Where do I go to locate a tail cap for Park Harness?

We already have the crupper with the metal piece to hold the tail cap. I have "googled" but I'm at a loss at finding a website where I can find a black tail cap.

Thanks for any info.


----------



## Belinda (Aug 25, 2010)

Mary you might call Larry Parnell , or Amber Montgomery they would know where to direct you ..


----------



## muffntuf (Aug 25, 2010)

Champion Horse Equipment. But ask for the pony size, not the horse size.


----------



## Aristocratic Minis (Aug 25, 2010)

Thanks for the info.

I went to a website called World Champion Horse Equipment.

It has many pages of fake tails, switches, etc. I'm confused what to get. I don't want to get a long piece of horsehair if it is not sewn into that circular shape.

Can you find an item number for me so I'll get the right thing. It needs to be made to fit the crupper and metal part made by Lutke.

Thanks again.


----------



## muffntuf (Aug 25, 2010)

You would want a full over or 3/4 full over cap for a pony. Have you ever put one on yet?


----------



## Aristocratic Minis (Aug 25, 2010)

muffntuf said:


> You would want a full over or 3/4 full over cap for a pony. Have you ever put one on yet?


The trainer will put it on the framework when we use it, so that is not a problem. He is leaving it to ME to purchase the thing. He told me to google "tail cap" and get one. Do you know how many pages of pony tail caps there are which are the people caps that look like you are wearing a pony tail? Wrong. Fail.

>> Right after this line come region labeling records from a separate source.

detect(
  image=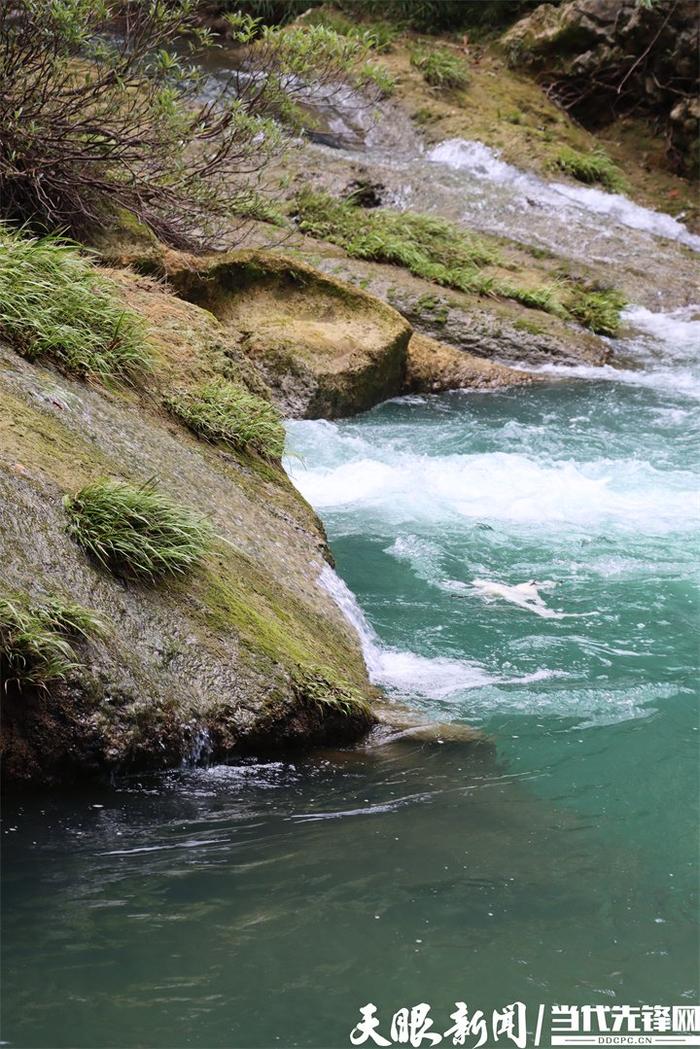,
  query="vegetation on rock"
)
[0,224,149,380]
[0,0,387,247]
[63,480,212,579]
[296,189,623,335]
[556,146,625,193]
[166,379,284,461]
[296,190,499,291]
[410,47,469,89]
[566,287,628,336]
[0,594,103,689]
[303,6,399,55]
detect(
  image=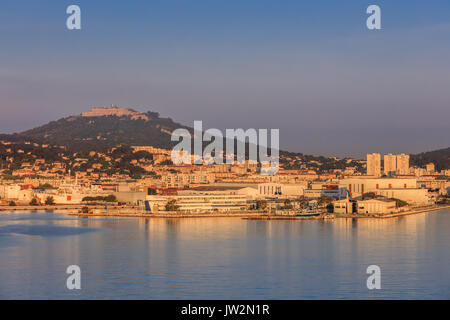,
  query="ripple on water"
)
[0,224,100,237]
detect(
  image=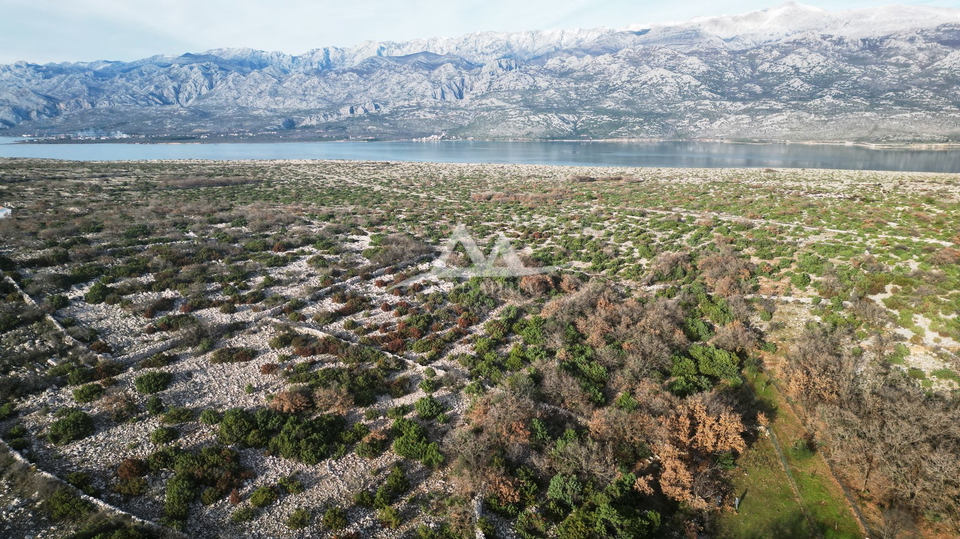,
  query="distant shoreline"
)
[9,135,960,151]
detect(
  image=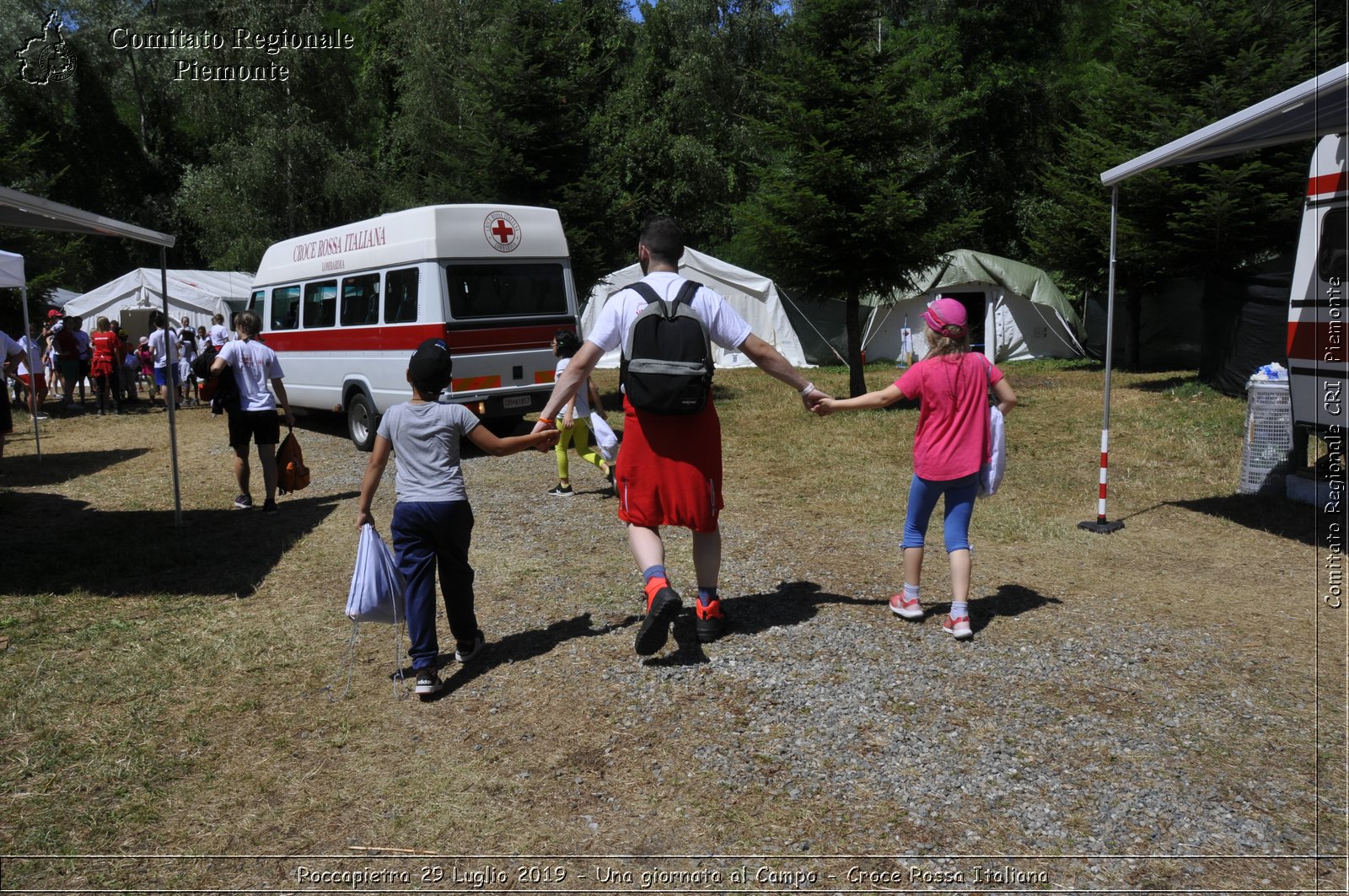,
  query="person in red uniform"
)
[535,217,827,656]
[89,317,124,417]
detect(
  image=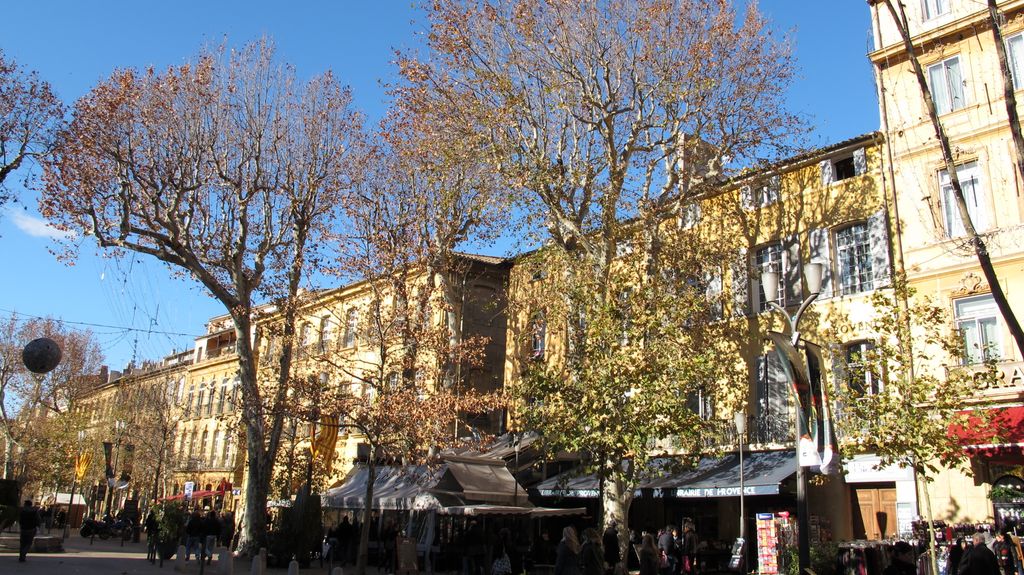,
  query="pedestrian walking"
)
[637,533,662,575]
[555,525,580,575]
[200,510,220,565]
[17,499,42,563]
[601,520,622,575]
[144,510,160,563]
[185,510,206,561]
[657,525,677,575]
[958,532,999,575]
[580,527,604,575]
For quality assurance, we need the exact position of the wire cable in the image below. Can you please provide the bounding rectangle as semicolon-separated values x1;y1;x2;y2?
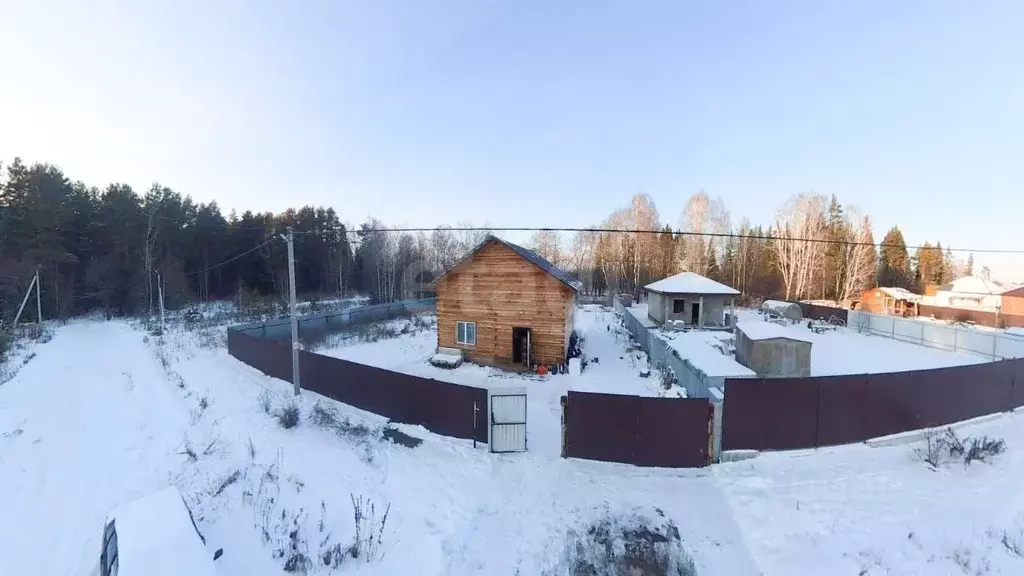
185;238;276;277
321;227;1024;254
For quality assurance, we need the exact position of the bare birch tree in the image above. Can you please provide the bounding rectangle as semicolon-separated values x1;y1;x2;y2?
772;194;828;299
679;191;729;275
838;208;876;302
526;230;563;266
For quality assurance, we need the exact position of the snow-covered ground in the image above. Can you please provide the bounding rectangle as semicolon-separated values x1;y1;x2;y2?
317;304;682;456
713;415;1024;576
0;315;758;576
627;304;987;377
736;310;986;376
0;312;1024;576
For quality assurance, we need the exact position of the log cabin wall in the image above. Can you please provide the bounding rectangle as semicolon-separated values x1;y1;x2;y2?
436;241;575;365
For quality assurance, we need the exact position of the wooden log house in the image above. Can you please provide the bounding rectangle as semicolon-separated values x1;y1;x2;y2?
434;235;580;367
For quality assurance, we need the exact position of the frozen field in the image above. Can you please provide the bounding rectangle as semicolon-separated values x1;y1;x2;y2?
317;304;682;456
0;322;758;576
736;310;986;376
0;314;1024;576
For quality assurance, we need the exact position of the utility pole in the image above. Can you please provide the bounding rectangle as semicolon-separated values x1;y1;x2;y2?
14;271;43;327
157;270;164;334
36;266;43;328
282;227;302;396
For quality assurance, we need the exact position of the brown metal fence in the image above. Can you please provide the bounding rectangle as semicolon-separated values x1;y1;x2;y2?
722;359;1024;450
227;329;487;443
562;392;712;467
918;304;1024;328
794;302;846;323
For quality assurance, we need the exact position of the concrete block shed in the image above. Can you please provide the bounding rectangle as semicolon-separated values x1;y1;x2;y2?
644;272;739;328
734;321;811;378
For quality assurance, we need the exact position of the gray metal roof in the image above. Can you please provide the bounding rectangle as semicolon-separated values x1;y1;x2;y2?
434;234;583;292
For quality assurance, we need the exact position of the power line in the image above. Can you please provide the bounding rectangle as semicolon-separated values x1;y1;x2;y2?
325;227;1024;254
185;238;276;277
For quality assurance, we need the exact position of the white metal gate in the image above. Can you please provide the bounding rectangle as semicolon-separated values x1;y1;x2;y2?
488;388;526;452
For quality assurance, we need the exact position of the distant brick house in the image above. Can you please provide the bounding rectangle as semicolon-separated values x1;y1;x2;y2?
857;286;921;316
999;286;1024;316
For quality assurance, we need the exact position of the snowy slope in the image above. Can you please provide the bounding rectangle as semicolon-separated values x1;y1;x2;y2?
8;315;1024;576
714;415;1024;576
0;323;758;575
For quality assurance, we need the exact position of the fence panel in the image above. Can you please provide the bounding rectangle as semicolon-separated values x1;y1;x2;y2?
564;390;638;462
921;322;957;352
849;311;1024;360
815;374;879;446
227;329;292;382
722;378;819;450
227;306;487;442
1010;358;1024;408
795;302;849;323
563;390;711;467
995;334;1024;358
633;398;712;468
892;317;925;344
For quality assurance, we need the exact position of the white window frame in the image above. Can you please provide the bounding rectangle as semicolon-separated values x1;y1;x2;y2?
455;320;476;346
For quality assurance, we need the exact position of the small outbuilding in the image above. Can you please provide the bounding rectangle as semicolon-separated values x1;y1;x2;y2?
999;287;1024;316
734;321;811;378
433;236;580;367
857;286;922;316
761;300;804;322
644;272;739;328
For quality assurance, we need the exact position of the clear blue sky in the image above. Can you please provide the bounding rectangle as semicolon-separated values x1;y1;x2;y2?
0;0;1024;279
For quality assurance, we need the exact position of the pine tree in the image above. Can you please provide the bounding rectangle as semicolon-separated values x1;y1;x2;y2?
879;227;913;288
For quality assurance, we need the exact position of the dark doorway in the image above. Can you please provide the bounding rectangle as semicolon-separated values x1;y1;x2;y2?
512;328;529;366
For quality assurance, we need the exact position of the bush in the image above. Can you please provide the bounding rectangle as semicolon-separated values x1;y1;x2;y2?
278;402;299;429
964;436;1007;465
914;428;1007;468
0;330;14;362
256;390;273;414
545;508;697;576
309;402;386;464
348;494;391;562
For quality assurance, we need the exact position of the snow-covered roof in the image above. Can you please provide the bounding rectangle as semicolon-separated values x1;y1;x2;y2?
644;272;739;295
431;234;583;292
736;320;811;342
939;276;1006;294
761;300;801;313
107;487;216;576
878;286;921;302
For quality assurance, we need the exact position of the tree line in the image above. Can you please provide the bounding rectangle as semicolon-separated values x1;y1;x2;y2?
528;191;973;302
0;154;971;322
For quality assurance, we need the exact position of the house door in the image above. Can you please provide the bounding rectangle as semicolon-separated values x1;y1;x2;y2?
512;328;530;366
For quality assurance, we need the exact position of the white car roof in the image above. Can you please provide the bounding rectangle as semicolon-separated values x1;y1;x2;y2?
106;487;216;576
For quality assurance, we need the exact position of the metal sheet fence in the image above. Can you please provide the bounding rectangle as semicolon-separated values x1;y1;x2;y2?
722;359;1024;450
918;304;1024;328
231;298;437;340
562;392;711;467
795;302;847;322
227;297;488;443
613;298;725;398
847;311;1024;360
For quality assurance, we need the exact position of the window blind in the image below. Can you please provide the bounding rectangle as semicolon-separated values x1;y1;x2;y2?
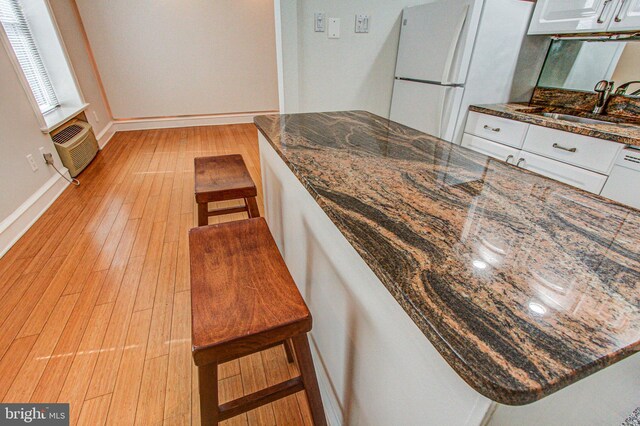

So I am calling out for help so I get the right thing and it is not a waste of money.


----------



## muffntuf (Aug 25, 2010)

You want a full or 3/4 over cap. You can call World Champion - they are great to work with.


----------



## Aristocratic Minis (Aug 25, 2010)

Many thanks.


----------



## ponyrecruit (Aug 26, 2010)

There were tail caps listed on the Tack For Sale section of Shetland forum.... Rhinestone Miniatures had a white one for sale that you can always dye - this was a while back - don't know if they still have it


----------